20/07/27 21:23:13 INFO clients.FetchSessionHandler: [Consumer clientId=consumer-3, groupId=spark-kafka-relation-b5dad8f2-cdab-4c03-b5c0-72e06bc43177-executor] Error sending fetch request (sessionId=INVALID, epoch=INITIAL) to node 3233: org.apache.kafka.common.errors.DisconnectException.
20/07/27 21:23:34 INFO sort.UnsafeExternalSorter: Thread 101 spilling sort data of 15.9 GB to disk (136 times so far)
20/07/27 21:23:51 INFO sort.UnsafeExternalSorter: Thread 100 spilling sort data of 15.9 GB to disk (132 times so far)
20/07/27 21:24:22 INFO sort.UnsafeExternalSorter: Thread 101 spilling sort data of 15.9 GB to disk (137 times so far)
20/07/27 21:24:36 INFO sort.UnsafeExternalSorter: Thread 100 spilling sort data of 15.9 GB to disk (133 times so far)
20/07/27 21:25:09 INFO sort.UnsafeExternalSorter: Thread 101 spilling sort data of 15.9 GB to disk (138 times so far)
20/07/27 21:25:20 INFO sort.UnsafeExternalSorter: Thread 100 spilling sort data of 15.9 GB to disk (134 times so far)
20/07/27 21:25:53 INFO sort.UnsafeExternalSorter: Thread 101 spilling sort data of 15.9 GB to disk (139 times so far)
20/07/27 21:26:07 INFO sort.UnsafeExternalSorter: Thread 100 spilling sort data of 15.9 GB to disk (135 times so far)

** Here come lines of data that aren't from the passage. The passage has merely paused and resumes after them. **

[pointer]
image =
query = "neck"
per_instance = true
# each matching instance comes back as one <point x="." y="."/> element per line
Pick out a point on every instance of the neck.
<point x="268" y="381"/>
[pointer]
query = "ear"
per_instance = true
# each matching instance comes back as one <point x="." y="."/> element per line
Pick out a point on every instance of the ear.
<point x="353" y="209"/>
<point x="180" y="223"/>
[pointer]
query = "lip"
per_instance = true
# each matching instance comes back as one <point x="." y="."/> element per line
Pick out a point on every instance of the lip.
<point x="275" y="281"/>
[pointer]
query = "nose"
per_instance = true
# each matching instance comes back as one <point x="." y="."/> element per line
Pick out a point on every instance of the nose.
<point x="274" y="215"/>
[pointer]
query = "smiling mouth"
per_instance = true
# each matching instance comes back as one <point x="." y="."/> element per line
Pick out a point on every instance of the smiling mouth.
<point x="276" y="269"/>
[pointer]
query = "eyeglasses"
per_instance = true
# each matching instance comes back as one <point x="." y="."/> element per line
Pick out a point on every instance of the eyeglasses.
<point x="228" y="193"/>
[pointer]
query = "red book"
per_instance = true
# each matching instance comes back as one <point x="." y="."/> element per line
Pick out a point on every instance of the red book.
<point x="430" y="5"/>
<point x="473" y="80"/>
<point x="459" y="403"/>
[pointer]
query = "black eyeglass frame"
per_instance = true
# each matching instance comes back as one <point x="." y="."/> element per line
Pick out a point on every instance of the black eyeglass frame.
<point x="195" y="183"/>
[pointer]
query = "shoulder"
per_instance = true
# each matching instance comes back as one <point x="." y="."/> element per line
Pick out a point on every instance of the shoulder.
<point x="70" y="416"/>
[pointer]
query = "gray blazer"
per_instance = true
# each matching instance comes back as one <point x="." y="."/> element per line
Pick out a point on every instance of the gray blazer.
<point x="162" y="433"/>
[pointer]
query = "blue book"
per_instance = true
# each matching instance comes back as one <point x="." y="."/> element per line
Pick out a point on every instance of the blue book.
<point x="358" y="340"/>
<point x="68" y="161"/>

20/07/27 21:26:39 INFO sort.UnsafeExternalSorter: Thread 101 spilling sort data of 15.9 GB to disk (140 times so far)
20/07/27 21:26:51 INFO sort.UnsafeExternalSorter: Thread 100 spilling sort data of 15.9 GB to disk (136 times so far)
20/07/27 21:27:27 INFO sort.UnsafeExternalSorter: Thread 101 spilling sort data of 15.9 GB to disk (141 times so far)
20/07/27 21:27:35 INFO sort.UnsafeExternalSorter: Thread 100 spilling sort data of 15.9 GB to disk (137 times so far)
20/07/27 21:28:15 INFO sort.UnsafeExternalSorter: Thread 101 spilling sort data of 15.9 GB to disk (142 times so far)
20/07/27 21:28:19 INFO sort.UnsafeExternalSorter: Thread 100 spilling sort data of 15.9 GB to disk (138 times so far)
20/07/27 21:28:58 INFO sort.UnsafeExternalSorter: Thread 101 spilling sort data of 15.9 GB to disk (143 times so far)
20/07/27 21:29:02 INFO sort.UnsafeExternalSorter: Thread 100 spilling sort data of 15.9 GB to disk (139 times so far)
20/07/27 21:29:42 INFO sort.UnsafeExternalSorter: Thread 101 spilling sort data of 15.9 GB to disk (144 times so far)
20/07/27 21:29:47 ERROR executor.CoarseGrainedExecutorBackend: RECEIVED SIGNAL TERM
20/07/27 21:29:47 INFO storage.DiskBlockManager: Shutdown hook called
20/07/27 21:29:47 INFO util.ShutdownHookManager: Shutdown hook called
ExecutorLostFailure (executor 293 exited unrelated to the running tasks) Reason: Container marked as failed: container_e35_1595528864766_0024_01_000359 on host: <hostname> Exit status: -100. Diagnostics: Container released on a *lost* node.
I tried repartitioning(2000 & 4000) kafka data after first read but that only exacerbated the problem rather than helping. Any suggestions on how to tune the job?